Même si je n’avais jamais entendu parler des Czars (à tort d’après ce que j’ai pu comprendre), John Grant était apparu tout de suite familier avec son premier album solo. Notamment parce qu’il pouvait compter sur ses copains de Midlake pour l’épauler, ce qui nous a valu un bien beau Queen Of Denmark. Si le nom ne vous dit rien, ce n’est finalement pas plus mal, parce que le début de ce nouvel album se situe très loin de l’americana des grands espaces de son essai précédent.

Fort heureusement, Pale Green Ghosts (le morceau) est tout à fait en place. On n’en est pas moins déroutés par cet electro dense et sombre. Quant à la voix chargée d’écho, elle peut même rappeler les riches heures de Brendan Perry de Dead Can Dance.

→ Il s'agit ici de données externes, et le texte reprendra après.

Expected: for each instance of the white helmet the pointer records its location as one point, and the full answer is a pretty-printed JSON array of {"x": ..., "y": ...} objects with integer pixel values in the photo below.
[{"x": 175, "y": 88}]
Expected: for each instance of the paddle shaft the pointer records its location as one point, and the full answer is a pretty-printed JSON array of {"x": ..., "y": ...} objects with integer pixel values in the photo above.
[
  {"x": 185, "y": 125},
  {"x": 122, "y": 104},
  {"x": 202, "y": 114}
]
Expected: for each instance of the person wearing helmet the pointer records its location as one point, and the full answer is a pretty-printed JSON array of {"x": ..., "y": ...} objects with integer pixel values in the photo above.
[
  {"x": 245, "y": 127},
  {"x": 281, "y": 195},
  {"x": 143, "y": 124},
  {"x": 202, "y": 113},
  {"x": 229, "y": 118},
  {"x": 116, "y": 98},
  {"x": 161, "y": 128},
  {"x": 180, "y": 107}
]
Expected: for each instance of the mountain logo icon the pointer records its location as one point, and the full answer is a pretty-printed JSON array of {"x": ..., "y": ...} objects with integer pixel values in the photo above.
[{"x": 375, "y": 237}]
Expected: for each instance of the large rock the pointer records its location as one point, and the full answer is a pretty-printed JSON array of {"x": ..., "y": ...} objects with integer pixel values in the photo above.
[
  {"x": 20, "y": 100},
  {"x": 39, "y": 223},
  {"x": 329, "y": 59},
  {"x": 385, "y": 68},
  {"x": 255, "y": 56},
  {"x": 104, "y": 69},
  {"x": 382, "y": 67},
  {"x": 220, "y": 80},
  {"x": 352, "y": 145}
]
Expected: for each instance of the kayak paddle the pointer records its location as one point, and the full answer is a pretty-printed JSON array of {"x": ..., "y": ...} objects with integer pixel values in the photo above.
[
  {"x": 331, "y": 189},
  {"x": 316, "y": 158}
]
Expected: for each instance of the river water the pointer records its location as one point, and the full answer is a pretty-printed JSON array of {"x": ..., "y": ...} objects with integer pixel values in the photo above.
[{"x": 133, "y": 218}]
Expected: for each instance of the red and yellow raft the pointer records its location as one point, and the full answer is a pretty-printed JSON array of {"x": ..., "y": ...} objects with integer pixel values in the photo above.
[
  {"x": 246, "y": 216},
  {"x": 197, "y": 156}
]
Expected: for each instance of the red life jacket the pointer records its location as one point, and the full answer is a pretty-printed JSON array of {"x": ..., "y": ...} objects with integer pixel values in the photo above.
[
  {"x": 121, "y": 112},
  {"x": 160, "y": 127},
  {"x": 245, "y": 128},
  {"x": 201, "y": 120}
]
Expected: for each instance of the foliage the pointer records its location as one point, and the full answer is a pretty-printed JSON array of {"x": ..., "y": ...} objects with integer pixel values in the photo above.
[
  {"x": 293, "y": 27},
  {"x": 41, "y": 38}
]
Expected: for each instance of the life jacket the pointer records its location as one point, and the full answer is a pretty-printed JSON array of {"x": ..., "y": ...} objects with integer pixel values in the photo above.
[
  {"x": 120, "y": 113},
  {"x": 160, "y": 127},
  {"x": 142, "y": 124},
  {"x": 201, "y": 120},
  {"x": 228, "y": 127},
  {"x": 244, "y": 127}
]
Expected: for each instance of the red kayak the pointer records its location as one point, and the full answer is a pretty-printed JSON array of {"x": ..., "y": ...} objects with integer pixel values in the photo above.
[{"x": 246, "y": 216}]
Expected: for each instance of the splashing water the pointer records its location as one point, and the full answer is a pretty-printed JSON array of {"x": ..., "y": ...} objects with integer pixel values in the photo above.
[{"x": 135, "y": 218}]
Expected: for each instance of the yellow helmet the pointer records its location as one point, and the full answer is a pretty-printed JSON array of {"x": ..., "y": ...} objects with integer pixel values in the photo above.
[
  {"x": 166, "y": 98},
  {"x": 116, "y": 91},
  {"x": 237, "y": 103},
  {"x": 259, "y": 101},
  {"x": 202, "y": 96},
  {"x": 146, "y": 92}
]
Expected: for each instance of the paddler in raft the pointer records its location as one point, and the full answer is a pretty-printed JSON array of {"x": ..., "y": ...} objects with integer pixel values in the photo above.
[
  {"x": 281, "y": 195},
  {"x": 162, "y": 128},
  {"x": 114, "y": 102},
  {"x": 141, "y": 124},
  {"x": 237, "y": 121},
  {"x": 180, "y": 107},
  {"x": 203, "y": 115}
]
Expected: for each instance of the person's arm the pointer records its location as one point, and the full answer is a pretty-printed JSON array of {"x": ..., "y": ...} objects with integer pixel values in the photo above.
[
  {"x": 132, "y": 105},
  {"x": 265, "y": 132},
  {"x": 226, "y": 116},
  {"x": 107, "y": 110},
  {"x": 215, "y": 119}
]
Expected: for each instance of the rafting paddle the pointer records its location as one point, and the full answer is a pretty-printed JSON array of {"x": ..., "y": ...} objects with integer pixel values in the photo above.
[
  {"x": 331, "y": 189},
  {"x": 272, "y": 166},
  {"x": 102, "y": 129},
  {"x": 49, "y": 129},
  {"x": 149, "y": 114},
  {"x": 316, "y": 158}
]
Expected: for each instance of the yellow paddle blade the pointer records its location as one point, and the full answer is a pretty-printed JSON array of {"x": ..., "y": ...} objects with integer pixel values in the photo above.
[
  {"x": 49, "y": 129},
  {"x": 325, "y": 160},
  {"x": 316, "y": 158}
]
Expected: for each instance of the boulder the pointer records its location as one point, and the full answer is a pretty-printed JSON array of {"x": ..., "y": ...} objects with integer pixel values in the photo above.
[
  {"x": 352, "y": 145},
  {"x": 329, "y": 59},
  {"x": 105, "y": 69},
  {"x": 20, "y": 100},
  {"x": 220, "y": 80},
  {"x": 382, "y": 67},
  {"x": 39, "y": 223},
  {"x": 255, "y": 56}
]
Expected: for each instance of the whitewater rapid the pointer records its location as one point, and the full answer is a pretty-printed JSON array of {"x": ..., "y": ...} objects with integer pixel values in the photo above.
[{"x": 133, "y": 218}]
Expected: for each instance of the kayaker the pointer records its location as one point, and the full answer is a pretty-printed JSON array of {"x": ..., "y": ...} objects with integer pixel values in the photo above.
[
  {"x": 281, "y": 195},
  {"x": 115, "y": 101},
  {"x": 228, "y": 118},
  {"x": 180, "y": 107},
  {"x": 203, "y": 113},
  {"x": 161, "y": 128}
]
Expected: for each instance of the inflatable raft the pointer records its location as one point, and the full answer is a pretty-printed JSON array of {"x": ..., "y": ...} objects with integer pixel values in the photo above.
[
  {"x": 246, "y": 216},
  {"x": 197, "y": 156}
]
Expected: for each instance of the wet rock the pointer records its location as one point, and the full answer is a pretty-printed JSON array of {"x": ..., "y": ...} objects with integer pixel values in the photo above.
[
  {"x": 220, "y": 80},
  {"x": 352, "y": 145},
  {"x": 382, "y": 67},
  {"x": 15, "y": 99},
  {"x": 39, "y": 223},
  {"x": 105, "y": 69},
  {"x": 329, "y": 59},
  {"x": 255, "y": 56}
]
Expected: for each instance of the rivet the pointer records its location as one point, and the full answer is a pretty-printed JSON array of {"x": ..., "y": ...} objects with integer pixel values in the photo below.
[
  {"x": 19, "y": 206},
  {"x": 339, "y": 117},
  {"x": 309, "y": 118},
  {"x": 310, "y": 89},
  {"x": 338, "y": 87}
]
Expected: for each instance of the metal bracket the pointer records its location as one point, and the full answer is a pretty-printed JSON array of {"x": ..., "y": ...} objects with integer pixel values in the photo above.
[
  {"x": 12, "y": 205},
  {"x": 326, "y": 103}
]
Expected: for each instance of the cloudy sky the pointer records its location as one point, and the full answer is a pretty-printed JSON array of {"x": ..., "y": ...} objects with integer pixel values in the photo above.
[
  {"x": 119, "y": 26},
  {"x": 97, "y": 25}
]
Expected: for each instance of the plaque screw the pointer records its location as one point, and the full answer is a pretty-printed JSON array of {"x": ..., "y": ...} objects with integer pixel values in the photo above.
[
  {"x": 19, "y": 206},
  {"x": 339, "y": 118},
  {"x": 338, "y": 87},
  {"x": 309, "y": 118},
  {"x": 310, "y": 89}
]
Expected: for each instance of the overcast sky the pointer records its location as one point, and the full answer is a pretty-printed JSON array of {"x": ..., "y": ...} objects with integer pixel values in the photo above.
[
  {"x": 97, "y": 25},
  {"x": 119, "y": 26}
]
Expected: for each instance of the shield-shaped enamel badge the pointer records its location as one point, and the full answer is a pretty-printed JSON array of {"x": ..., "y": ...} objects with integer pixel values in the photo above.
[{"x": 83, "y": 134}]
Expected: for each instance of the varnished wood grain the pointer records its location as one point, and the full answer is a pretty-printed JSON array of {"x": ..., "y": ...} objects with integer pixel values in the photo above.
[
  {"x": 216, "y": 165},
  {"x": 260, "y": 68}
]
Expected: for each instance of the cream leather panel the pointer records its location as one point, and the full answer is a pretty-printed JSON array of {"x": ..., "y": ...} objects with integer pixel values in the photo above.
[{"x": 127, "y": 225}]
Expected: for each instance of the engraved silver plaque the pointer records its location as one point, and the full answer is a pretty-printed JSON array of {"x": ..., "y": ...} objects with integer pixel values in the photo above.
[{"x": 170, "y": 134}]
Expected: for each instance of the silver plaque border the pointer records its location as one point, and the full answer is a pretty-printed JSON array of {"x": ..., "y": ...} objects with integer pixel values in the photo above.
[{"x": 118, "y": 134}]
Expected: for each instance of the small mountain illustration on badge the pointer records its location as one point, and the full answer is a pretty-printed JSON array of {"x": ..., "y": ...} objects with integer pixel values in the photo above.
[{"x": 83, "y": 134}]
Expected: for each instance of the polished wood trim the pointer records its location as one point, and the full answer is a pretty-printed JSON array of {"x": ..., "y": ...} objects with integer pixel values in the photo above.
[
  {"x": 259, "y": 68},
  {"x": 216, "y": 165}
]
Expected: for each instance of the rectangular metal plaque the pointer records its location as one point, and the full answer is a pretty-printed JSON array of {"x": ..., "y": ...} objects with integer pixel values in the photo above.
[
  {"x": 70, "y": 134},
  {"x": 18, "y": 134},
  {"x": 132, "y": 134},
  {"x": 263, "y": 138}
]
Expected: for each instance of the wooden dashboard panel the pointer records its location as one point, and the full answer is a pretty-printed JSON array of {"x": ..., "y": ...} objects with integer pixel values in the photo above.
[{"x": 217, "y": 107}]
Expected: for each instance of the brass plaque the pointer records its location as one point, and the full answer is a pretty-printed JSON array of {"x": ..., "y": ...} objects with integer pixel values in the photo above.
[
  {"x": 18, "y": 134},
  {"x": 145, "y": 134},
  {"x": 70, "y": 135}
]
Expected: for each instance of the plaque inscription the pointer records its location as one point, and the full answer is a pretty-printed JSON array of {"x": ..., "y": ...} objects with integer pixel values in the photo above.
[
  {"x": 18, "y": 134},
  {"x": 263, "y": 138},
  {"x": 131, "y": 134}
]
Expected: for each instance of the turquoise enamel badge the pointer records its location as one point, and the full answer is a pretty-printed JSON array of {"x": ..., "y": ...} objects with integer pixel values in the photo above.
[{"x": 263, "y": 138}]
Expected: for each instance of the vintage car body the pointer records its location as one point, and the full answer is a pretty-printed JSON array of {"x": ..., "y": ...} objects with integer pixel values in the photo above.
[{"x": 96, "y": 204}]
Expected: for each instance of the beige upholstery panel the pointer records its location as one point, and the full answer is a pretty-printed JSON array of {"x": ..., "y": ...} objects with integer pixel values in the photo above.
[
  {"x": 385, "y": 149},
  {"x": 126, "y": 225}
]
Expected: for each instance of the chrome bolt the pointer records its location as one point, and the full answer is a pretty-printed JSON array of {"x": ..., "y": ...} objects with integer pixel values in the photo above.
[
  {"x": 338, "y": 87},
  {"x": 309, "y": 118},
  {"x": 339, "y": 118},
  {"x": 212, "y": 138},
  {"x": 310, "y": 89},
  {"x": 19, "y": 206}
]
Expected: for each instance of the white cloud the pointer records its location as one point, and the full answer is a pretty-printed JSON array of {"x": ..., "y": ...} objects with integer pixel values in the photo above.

On retombe dans le plus classique dès le troisième morceau. On reste sur le dancefloor mais on se choisit une partenaire. Ou alors on va au bar pour déguster cet amusant exercice d’auto-flagellation. John Grant fait partie de ces artistes que j’écoute parce que les paroles m’amusent. Cette musique au second degré passe toujours mieux quand la musique n’est ni mauvaise ni kitsch. Ceci dit, on n’est pas loin de franchir la ligne jaune avec I Hate This Town.

De plus, dans le cas qui nous occupe, on a affaire à un tout bon chanteur. Mais il déblatère toujours au kilomètre. Dans le genre, Blackbelt pourrait rappeler l’occasionnelle logorrhée de James Murphy, le sens de la danse paradoxale en moins. On le voit, ce n’est pas dans les immenses étendues américaines qu’on ira trouver l’origine de cet album plus complexe qu’il n’y parait. Parce que mine de rien, on retrouve plein de choses ici. Un solo de synthé dans le plus pur genre prog seventies (It Doesn’t Matter To Him) avec comme souvent des vrais morceaux de mélodie dedans. A l’inverse, il n’a même pas peur des grosses basses. Et il a bien raison, Sensitive New Age Guy a bien besoin de ce coup de kick.

Un parallèle pourrait être établi avec J. Tillman. Une même accointance avec un groupe qui touche au sublime mais dans un registre plutôt sérieux (Fleet Foxes et Midlake), le même décalage à l’humour acide, la même facilité à trousser un americana narquois. Et qui frise l’anecdotique aussi, puisque l’ennui pointe le bout de son nez sur Vietnam ou Ernest Borgnine.

On ne retiendra sans doute pas John Grant comme la personne qui aura jeté des ponts entre les genres, mais il faut bien constater qu’il peut donner plusieurs orientations à son style sans se perdre.